Issuer: C = US, O = Let's Encrypt, CN = Let's Encrypt Authority X3
Not Before: Feb 13 00:03:30 2018 GMT
DNS:api.mnactivist.org, DNS:mnactivist.org, DNS:www.mnactivist.org
Saving debug log to /var/log/letsencrypt/letsencrypt.log
Plugins selected: Authenticator nginx, Installer nginx
Obtaining a new certificate
Performing the following challenges:
tls-sni-01 challenge for dreamfreely.org
tls-sni-01 challenge for www.dreamfreely.org
2018/02/27 14:27:07 [notice] 15162#15162: signal process started
Waiting for verification…
Cleaning up challenges
2018/02/27 14:27:13 [notice] 15174#15174: signal process started
Failed authorization procedure. dreamfreely.org (tls-sni-01): urn:acme:error:unauthorized :: The client lacks sufficient authorization :: Incorrect validation certificate for tls-sni-01 challenge. Requested 7c530d72c232e18bdf75855de89a1447.e0c304986cf253cf832694ae2db9733b.acme.invalid from [2600:3c00::f03c:91ff:febb:adc4]:443. Received 2 certificate(s), first certificate had names “api.mnactivist.org, mnactivist.org, www.mnactivist.org”, www.dreamfreely.org (tls-sni-01): urn:acme:error:unauthorized :: The client lacks sufficient authorization :: Incorrect validation certificate for tls-sni-01 challenge. Requested 1161cee2dbc3202f1de1affa8c95f6fa.fd7d3565be7543697ce4fad0d70922b9.acme.invalid from [2600:3c00::f03c:91ff:febb:adc4]:443. Received 2 certificate(s), first certificate had names “api.mnactivist.org, mnactivist.org, www.mnactivist.org”
IMPORTANT NOTES:
The following errors were reported by the server:
Domain: dreamfreely.org
Type: unauthorized
Detail: Incorrect validation certificate for tls-sni-01 challenge.
Requested
7c530d72c232e18bdf75855de89a1447.e0c304986cf253cf832694ae2db9733b.acme.invalid
from [2600:3c00::f03c:91ff:febb:adc4]:443. Received 2
certificate(s), first certificate had names “api.mnactivist.org, mnactivist.org, www.mnactivist.org”

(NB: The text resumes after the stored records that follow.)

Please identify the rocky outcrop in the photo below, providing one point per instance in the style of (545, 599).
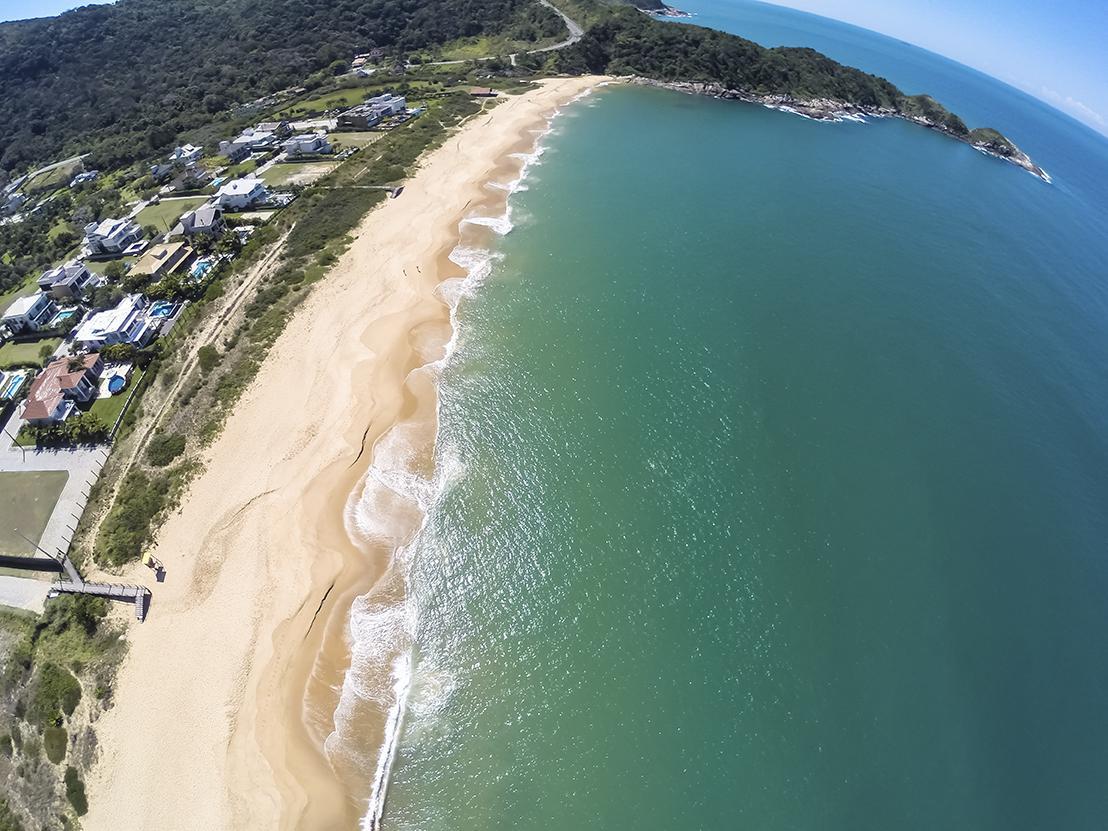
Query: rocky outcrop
(985, 140)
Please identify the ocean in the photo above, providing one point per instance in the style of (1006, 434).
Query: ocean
(771, 476)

Domain: www.dreamfreely.org
Type: unauthorized
Detail: Incorrect validation certificate for tls-sni-01 challenge.
Requested
1161cee2dbc3202f1de1affa8c95f6fa.fd7d3565be7543697ce4fad0d70922b9.acme.invalid
from [2600:3c00::f03c:91ff:febb:adc4]:443. Received 2
certificate(s), first certificate had names “api.mnactivist.org, mnactivist.org, www.mnactivist.org”

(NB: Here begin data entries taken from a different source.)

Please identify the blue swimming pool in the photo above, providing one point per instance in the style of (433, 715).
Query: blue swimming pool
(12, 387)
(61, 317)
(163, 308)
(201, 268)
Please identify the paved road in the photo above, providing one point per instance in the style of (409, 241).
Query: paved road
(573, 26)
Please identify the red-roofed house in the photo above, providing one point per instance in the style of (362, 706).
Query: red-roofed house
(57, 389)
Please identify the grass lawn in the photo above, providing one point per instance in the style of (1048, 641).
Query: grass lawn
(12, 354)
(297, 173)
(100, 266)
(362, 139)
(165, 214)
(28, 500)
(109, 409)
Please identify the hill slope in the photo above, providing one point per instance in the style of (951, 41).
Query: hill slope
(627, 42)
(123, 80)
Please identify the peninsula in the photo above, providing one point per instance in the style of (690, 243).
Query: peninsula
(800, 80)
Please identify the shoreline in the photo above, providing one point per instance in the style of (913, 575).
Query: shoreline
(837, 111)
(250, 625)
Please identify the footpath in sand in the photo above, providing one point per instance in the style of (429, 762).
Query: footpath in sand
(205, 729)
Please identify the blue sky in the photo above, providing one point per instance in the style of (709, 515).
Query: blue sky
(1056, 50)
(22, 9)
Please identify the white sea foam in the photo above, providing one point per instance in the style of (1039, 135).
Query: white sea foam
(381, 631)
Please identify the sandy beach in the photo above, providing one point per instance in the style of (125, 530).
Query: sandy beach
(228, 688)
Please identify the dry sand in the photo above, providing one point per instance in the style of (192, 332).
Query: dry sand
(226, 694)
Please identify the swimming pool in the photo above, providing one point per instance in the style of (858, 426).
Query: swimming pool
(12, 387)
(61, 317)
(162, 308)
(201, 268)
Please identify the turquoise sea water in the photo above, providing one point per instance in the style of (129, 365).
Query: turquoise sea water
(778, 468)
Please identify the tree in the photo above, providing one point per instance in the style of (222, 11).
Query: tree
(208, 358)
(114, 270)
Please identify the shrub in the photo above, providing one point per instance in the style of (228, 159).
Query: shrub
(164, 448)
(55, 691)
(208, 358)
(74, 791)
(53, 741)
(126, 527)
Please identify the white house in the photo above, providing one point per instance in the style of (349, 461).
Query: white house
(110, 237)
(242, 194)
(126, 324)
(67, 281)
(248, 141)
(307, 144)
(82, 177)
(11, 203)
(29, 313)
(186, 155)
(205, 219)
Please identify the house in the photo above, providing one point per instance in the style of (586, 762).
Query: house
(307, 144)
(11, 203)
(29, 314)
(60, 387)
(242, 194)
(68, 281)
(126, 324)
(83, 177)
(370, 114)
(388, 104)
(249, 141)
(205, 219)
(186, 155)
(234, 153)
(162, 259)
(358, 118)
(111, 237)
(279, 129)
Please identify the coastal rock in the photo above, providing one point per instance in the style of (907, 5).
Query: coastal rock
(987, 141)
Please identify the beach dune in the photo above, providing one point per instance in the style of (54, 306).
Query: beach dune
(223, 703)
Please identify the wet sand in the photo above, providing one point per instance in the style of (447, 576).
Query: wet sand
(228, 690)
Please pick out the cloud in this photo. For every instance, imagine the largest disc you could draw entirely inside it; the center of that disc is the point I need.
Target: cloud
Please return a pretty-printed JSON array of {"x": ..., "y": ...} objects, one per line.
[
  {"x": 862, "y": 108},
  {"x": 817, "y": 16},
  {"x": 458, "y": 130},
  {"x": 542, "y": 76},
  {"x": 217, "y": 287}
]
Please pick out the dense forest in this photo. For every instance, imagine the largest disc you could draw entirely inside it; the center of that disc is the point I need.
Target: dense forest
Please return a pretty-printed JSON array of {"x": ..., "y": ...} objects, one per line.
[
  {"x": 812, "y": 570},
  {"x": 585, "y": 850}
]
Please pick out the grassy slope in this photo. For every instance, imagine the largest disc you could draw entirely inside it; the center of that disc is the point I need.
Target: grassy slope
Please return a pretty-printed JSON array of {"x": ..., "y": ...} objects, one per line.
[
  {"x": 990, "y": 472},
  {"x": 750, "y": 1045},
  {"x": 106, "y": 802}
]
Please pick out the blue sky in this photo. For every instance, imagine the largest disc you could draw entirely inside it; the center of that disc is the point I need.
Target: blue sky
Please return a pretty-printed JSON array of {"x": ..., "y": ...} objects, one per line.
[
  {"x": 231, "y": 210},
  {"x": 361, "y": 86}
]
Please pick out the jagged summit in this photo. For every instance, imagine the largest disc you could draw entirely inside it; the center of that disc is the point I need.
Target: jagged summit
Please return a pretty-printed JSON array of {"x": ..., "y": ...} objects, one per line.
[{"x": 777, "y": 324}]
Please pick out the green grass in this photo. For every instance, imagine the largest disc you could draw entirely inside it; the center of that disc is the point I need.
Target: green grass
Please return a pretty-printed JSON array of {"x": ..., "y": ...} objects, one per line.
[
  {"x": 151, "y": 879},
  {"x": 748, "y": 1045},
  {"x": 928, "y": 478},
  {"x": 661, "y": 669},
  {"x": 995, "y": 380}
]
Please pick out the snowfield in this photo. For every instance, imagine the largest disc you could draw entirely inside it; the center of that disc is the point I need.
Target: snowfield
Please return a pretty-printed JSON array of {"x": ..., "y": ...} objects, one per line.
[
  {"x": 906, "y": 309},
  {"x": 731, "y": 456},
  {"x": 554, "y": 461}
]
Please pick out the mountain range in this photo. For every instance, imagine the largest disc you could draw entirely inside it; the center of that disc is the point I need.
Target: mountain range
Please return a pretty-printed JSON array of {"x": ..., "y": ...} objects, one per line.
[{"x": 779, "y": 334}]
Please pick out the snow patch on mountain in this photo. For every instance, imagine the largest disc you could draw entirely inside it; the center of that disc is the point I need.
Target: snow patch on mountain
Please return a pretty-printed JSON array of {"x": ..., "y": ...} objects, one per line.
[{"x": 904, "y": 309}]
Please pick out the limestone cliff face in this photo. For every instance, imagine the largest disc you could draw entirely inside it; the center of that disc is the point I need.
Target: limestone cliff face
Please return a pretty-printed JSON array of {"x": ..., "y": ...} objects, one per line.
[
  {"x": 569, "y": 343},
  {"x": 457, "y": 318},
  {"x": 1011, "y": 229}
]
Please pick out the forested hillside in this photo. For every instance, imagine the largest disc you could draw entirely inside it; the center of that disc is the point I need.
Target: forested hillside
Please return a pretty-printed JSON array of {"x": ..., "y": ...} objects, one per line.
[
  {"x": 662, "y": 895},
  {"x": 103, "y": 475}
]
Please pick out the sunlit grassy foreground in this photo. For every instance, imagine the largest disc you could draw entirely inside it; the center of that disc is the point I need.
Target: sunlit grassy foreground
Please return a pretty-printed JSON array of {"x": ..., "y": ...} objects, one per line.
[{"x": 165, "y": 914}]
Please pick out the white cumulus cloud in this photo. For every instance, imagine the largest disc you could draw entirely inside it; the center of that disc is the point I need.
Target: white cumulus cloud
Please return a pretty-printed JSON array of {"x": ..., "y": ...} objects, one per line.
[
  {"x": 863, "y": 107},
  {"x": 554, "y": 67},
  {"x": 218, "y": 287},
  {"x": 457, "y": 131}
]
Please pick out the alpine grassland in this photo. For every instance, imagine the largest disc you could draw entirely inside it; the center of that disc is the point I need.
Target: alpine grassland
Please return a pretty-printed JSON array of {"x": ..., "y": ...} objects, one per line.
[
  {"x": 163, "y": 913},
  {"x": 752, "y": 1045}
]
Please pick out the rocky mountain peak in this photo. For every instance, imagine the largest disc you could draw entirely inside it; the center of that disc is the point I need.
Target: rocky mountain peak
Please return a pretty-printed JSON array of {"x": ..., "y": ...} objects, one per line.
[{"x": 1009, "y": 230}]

To fix these errors, please make sure that your domain name was
entered correctly and the DNS A/AAAA record(s) for that domain
contain(s) the right IP address.
Is this again because the server isn’t listening to ipv6 in that configuration?

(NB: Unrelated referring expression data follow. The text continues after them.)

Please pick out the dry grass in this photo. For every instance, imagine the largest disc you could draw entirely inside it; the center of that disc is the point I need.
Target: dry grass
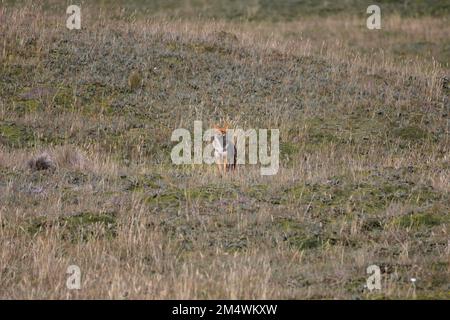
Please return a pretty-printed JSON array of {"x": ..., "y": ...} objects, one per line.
[{"x": 364, "y": 175}]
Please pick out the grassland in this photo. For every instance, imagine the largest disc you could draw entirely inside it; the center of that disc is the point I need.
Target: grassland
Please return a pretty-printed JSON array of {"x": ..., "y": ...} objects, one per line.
[{"x": 364, "y": 128}]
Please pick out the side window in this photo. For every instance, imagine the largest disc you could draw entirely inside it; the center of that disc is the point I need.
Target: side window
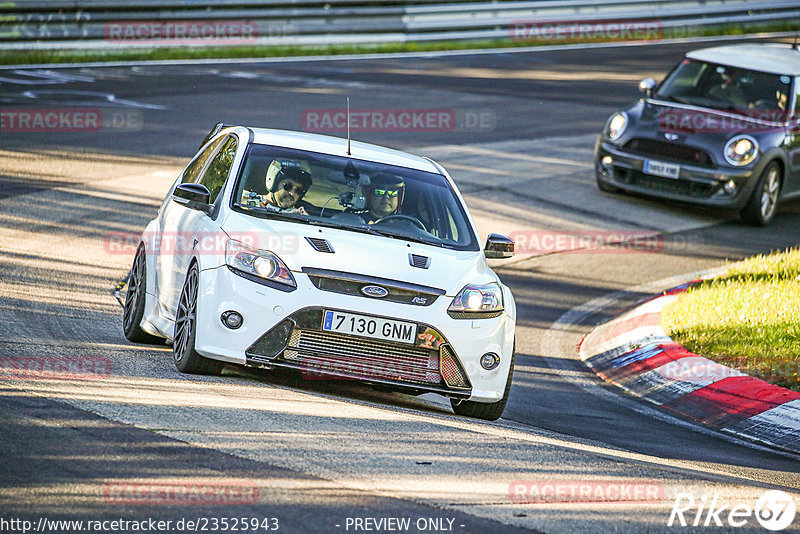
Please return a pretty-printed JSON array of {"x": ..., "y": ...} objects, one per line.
[
  {"x": 193, "y": 170},
  {"x": 217, "y": 171},
  {"x": 797, "y": 95}
]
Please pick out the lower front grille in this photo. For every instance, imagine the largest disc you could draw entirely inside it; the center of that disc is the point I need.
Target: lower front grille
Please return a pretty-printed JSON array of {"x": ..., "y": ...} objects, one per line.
[
  {"x": 669, "y": 151},
  {"x": 665, "y": 185},
  {"x": 363, "y": 358}
]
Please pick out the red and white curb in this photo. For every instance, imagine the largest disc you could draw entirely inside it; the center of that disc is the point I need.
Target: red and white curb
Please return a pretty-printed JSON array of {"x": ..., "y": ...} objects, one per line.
[{"x": 633, "y": 352}]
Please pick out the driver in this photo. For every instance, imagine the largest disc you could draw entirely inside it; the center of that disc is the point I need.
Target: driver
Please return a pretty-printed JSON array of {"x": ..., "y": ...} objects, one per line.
[
  {"x": 286, "y": 182},
  {"x": 384, "y": 197},
  {"x": 729, "y": 91}
]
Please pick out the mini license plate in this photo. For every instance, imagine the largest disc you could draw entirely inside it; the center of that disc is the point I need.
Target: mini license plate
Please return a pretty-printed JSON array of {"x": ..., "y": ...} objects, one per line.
[
  {"x": 659, "y": 168},
  {"x": 366, "y": 326}
]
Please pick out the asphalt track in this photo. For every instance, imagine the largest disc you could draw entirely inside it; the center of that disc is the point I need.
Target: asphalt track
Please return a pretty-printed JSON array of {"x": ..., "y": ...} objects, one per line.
[{"x": 318, "y": 452}]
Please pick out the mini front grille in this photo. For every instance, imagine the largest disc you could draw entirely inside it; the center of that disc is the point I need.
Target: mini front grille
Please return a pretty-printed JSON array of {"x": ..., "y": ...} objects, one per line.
[
  {"x": 320, "y": 245},
  {"x": 418, "y": 261},
  {"x": 363, "y": 358},
  {"x": 669, "y": 151},
  {"x": 669, "y": 185}
]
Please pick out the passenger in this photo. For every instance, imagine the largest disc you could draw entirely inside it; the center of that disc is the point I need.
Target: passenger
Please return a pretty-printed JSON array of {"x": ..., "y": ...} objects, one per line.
[
  {"x": 729, "y": 91},
  {"x": 384, "y": 197},
  {"x": 286, "y": 183}
]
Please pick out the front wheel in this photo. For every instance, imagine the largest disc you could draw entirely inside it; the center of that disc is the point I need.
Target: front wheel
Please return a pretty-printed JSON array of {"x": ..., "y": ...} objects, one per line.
[
  {"x": 763, "y": 204},
  {"x": 187, "y": 360},
  {"x": 480, "y": 410},
  {"x": 135, "y": 300}
]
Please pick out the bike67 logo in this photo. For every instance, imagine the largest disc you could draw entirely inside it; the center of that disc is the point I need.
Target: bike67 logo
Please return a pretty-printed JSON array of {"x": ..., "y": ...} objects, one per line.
[{"x": 775, "y": 510}]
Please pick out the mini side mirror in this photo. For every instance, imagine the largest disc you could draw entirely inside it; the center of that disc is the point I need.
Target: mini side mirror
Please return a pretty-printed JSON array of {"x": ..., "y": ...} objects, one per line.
[
  {"x": 193, "y": 196},
  {"x": 498, "y": 247},
  {"x": 646, "y": 87}
]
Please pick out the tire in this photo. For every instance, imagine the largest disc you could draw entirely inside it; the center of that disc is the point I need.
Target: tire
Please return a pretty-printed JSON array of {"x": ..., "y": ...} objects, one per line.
[
  {"x": 762, "y": 206},
  {"x": 133, "y": 310},
  {"x": 480, "y": 410},
  {"x": 187, "y": 360}
]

I think I have one more chance left before I’m rate limited; and so wish to ask before attemping.
The rate limit for failed validations only lasts for an hour, not a week, so it's not that bad if you fail it. You can also try with --staging to debug the situation first, which doesn't count against your production rate limit.